CLEVELAND — For everyone discouraged by the thinning list of products made in America- let alone made in America by a union member- prepare to mark your calendars.

The AFL-CIO announced Wednesday it will bring its annual Union-Industries Show to Cleveland in May 2006.

The annual trade show features union-made products and services, from Harley-Davidsons and clothing to baked goods and stonemasonry.

“Pretty much everything a union member makes or does will be at the I-X Center,” said Matt Bates, secretary-treasurer of the union’s Label & Service Trades Department.

Bates anticipates more than 300 exhibitors and 275,000 visitors to fill the International Exposition Center over four days-May 5-8.

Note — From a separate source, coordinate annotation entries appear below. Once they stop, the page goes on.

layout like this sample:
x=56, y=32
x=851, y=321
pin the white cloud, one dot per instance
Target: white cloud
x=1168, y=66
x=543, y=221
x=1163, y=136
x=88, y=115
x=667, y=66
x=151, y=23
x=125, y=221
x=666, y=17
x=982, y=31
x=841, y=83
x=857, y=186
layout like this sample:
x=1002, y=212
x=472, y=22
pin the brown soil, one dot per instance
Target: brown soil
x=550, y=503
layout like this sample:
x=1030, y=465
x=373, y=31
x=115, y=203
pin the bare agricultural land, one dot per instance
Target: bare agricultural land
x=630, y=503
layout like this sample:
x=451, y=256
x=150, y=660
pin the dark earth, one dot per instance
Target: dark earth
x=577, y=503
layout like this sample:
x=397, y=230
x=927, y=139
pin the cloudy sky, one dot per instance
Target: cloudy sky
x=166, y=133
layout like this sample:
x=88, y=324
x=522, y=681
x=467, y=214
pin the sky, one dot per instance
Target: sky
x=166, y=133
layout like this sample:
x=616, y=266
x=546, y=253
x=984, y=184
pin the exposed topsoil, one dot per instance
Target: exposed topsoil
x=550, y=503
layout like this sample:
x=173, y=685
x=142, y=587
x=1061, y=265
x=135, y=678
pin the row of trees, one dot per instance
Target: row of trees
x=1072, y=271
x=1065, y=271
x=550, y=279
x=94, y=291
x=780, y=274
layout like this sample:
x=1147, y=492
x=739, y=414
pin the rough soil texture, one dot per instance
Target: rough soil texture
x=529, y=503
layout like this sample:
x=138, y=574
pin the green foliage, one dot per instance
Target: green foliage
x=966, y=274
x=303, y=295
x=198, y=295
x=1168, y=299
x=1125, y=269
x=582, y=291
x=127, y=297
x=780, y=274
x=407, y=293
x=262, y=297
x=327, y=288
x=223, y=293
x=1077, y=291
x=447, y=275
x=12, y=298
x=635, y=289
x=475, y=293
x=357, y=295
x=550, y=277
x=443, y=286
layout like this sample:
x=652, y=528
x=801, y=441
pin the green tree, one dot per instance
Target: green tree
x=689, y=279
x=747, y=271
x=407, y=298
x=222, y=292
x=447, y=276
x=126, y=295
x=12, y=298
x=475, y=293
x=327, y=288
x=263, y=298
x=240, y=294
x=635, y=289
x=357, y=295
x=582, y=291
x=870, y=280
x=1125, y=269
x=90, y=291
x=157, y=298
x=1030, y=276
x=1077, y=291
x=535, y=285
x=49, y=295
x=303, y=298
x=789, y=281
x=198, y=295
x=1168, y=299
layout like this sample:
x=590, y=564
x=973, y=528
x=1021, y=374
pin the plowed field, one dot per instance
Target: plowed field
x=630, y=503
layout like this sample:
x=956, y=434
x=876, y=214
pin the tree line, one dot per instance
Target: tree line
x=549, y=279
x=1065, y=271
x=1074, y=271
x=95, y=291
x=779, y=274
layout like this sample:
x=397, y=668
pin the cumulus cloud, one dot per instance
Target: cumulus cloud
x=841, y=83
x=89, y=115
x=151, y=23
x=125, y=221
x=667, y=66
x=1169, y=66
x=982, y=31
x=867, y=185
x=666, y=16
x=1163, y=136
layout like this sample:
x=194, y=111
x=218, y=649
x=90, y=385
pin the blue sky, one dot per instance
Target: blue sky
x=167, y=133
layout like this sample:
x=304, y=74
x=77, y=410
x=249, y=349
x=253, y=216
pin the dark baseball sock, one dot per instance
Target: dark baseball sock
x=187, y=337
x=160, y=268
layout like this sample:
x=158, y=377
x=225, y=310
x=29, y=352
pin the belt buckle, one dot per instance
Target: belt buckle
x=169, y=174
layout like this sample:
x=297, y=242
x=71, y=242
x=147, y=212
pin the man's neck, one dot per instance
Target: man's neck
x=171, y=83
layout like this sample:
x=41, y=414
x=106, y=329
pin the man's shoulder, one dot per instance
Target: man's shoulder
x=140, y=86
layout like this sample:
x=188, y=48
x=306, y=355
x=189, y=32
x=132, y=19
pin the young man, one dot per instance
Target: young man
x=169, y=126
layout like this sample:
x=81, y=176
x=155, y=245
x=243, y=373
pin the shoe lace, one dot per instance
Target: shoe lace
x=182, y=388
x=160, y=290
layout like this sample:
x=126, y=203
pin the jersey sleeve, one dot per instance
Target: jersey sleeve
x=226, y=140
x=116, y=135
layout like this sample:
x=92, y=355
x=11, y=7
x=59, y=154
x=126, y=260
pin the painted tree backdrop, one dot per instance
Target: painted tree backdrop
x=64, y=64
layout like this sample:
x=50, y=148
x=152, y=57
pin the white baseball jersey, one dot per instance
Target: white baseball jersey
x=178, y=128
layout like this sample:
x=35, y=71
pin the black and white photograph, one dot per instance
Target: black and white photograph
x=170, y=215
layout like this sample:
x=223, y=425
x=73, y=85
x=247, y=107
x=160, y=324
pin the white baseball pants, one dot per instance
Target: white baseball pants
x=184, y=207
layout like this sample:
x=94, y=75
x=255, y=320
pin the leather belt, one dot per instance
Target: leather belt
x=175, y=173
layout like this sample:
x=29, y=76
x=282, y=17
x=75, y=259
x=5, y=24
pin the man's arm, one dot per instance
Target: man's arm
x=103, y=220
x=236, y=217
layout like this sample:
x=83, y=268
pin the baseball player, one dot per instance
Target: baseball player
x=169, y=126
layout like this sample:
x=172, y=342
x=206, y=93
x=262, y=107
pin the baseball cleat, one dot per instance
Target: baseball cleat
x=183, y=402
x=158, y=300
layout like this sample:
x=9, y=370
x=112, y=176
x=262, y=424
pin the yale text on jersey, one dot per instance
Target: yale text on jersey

Presentations at the free show will range from small booths showcasing local companies to huge displays by auto makers and others, he said.

The AFL-CIO considers Cleveland a union-friendly city, said John Ryan, executive secretary of the Cleveland AFL-CIO Federation of Labor, which has worked for years to bring the event here. The show has visited Cleveland only once, in 1949.

“This show is about showing the pride of doing work in this country in this city,” Ryan said.

The Union-Industries Show began in Cincinnati in 1938, a time when ‘Made in the U.S.A.’ labels dominated shelves and racks and nearly a third of U.S. employees, excluding farmers, belonged to a union.

About 13 percent of American employees belong to a union, according to the U.S. Bureau of Labor Statistics.

And the business climate has changed from spring to winter, with overseas outsourcing of jobs, the loss of well-paid manufacturing jobs, and cheap foreign labor dominating headlines.

Pittsburgh hosted the show in 2003. St. Louis has it this year and Portland, Ore. in 2005.

Plain Dealer reporter Alison Grant contributed to this story.